On Tuesday, Iranian officials called off searches in the rubble of destroyed homes, saying there was little chance of finding anyone left alive.

About half of the fatalities are reported to have occurred in the minority Kurdish town of Sarpol-e-Zahab in Kermanshah province, about ten miles from the Iraq border.

In a tweet directed at Zarif, U.K.-based Kurdish affairs scholar Dana Nawzar Jaf, said Thursday, “you told the world not to send aid because you had enough – for now – and yet it is the poor Kurdish villagers who do all the help. Where is your government in all of this and why do you refuse to accept international aid?”

In a separate tweet, he said, “Amid Iranian government’s reluctance to help, many Iranian Kurdish citizens have mobilized to provide food and shelter to the earthquake victims.”

One unlikely offer of aid came Wednesday from Israel, a country that has world-leading disaster rescue and emergency field hospital capabilities, but is loathed by the regime in Tehran.

Israeli media outlets cited an official in Prime Minister Binyamin Netanyahu’s office as saying the offer of medical assistance, made through the Red Cross, had been turned down.

In a statement, Netanyahu said he had been moved to offer help by images of “mothers and fathers searching for their children, children buried under the rubble from this horrible earthquake.”

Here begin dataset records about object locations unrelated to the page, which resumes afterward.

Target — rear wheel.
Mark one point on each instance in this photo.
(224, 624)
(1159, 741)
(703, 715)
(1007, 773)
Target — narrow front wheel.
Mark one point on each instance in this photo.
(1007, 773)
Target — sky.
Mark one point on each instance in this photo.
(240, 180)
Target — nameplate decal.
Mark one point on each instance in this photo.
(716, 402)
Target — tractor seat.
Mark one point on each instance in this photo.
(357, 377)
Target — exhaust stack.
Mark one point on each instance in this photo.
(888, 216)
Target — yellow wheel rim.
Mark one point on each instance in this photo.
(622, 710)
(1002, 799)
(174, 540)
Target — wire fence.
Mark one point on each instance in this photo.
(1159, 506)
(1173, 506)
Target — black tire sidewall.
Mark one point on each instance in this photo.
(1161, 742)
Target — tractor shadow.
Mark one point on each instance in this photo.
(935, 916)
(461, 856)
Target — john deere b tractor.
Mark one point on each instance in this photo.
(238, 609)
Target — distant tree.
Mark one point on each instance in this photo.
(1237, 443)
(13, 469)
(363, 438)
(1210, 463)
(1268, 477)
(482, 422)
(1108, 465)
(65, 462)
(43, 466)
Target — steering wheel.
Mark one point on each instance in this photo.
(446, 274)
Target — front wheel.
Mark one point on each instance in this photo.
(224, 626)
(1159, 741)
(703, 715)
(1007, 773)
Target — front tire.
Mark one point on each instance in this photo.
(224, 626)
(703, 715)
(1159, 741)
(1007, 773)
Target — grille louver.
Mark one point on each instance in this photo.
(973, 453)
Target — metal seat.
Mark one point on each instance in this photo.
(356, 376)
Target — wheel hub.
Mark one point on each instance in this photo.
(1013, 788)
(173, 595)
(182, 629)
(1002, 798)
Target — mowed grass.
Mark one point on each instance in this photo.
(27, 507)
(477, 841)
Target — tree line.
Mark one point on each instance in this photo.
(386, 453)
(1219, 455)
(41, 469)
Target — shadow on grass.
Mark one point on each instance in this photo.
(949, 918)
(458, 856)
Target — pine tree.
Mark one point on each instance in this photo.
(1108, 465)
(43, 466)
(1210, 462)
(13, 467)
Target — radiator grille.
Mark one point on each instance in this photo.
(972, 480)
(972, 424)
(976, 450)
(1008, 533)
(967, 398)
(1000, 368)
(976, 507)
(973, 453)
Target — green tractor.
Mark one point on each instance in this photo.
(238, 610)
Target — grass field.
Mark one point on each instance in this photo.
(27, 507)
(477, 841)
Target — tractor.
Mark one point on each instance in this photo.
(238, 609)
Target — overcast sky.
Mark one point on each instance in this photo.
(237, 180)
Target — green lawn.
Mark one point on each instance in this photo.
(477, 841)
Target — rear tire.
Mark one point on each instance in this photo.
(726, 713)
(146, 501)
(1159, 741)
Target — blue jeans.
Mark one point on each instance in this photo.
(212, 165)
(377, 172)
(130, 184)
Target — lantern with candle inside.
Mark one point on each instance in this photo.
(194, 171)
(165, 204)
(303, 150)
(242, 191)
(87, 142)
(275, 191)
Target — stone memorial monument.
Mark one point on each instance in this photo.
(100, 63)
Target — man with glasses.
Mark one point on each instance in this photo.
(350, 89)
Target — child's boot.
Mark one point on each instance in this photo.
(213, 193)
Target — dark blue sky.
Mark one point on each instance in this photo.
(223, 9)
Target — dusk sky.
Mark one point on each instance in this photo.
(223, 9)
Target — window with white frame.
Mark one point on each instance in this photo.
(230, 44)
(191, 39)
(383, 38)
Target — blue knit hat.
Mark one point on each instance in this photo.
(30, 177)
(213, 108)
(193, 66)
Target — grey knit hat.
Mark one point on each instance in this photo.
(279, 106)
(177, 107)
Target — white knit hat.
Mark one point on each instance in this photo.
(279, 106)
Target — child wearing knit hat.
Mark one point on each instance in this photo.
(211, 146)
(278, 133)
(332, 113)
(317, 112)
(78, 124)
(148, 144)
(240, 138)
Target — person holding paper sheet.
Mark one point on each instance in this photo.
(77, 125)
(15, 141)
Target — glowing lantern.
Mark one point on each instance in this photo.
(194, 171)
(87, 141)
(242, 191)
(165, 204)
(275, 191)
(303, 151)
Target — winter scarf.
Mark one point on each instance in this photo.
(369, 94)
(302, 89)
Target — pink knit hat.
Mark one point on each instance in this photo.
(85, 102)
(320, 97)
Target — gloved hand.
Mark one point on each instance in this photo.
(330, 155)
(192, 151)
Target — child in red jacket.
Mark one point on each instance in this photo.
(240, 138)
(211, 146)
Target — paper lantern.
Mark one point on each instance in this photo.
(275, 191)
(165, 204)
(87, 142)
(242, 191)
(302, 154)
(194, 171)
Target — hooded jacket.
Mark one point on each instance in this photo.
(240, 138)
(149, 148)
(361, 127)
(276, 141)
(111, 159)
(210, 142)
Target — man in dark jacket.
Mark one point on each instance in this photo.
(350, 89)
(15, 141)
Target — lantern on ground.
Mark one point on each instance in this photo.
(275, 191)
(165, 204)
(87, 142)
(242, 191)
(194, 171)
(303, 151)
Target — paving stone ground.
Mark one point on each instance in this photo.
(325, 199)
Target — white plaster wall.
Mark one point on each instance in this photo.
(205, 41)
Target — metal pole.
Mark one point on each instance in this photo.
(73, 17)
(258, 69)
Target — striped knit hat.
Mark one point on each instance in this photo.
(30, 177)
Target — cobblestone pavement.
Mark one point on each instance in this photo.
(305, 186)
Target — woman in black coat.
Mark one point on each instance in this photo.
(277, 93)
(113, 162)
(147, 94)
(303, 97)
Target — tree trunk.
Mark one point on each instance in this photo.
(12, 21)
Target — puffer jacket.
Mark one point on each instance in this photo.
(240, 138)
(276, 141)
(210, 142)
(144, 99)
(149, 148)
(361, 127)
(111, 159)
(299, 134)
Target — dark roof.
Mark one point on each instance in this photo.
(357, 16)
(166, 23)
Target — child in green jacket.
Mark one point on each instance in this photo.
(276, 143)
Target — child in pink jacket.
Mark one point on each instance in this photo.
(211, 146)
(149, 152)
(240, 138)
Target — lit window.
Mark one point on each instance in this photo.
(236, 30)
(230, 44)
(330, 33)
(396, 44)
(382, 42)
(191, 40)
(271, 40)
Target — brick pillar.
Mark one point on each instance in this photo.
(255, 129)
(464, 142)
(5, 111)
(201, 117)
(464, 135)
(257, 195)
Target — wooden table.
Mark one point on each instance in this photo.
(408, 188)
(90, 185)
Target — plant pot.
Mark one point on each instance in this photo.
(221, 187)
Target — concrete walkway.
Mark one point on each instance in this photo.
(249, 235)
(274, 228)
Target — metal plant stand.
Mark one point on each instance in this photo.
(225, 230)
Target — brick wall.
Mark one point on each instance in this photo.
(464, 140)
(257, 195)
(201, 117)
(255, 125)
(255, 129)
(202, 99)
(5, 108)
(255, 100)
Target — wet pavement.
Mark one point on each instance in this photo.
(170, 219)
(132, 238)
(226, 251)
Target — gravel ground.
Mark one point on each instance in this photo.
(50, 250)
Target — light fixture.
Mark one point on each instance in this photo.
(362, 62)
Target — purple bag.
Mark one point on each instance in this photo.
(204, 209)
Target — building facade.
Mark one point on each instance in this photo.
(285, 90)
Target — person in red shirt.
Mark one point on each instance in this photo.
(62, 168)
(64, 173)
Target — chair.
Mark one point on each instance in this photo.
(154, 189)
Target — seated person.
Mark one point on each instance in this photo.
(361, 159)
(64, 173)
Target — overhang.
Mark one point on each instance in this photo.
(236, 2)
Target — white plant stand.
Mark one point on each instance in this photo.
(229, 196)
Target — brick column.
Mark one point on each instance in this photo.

He said Israel has never had a quarrel with the Iranian people.

“Our only quarrel is with the cruel Iranian regime, a regime that holds its people hostage, and regime which threatens our people with annihilation,” he said.

Netanyahu recalled past Israeli assistance to earthquake victims in countries like Haiti, Mexico and the Philippines.

“We will continue to offer sympathy and support to victims, no matter where they’re from, even if their regime and their governments don’t care for them as much as they care to hate us.”

Israel has earned a reputation over decades of quickly offering and dispatching world-class search and rescue teams to the scenes of disasters.

Equipped with specialized dogs and devices designed to detect seismic and acoustic emissions by people under debris, the Israelis played a key role in search and rescue and recovery efforts after earthquakes in Turkey – recovering 12 survivors and 140 bodies after a quake in 1999 – as well as in Greece, Armenia, Haiti and Mexico.

The teams were also deployed in Kenya after al-Qaeda bombed the U.S. Embassy in 1998.

But when a massive earthquake struck south-eastern Iran in 2003, killing more than 25,000 people, the regime turned down an Israeli offer of help. Even though at the time it accepted aid from other Western countries, including even the United States, Tehran’s interior ministry announced it would accept aid from every country except Israel.

“The Islamic Republic of Iran accepts all kinds of humanitarian aid from all countries and international organizations with the exception of the Zionist regime,” a ministry spokesman said at the time.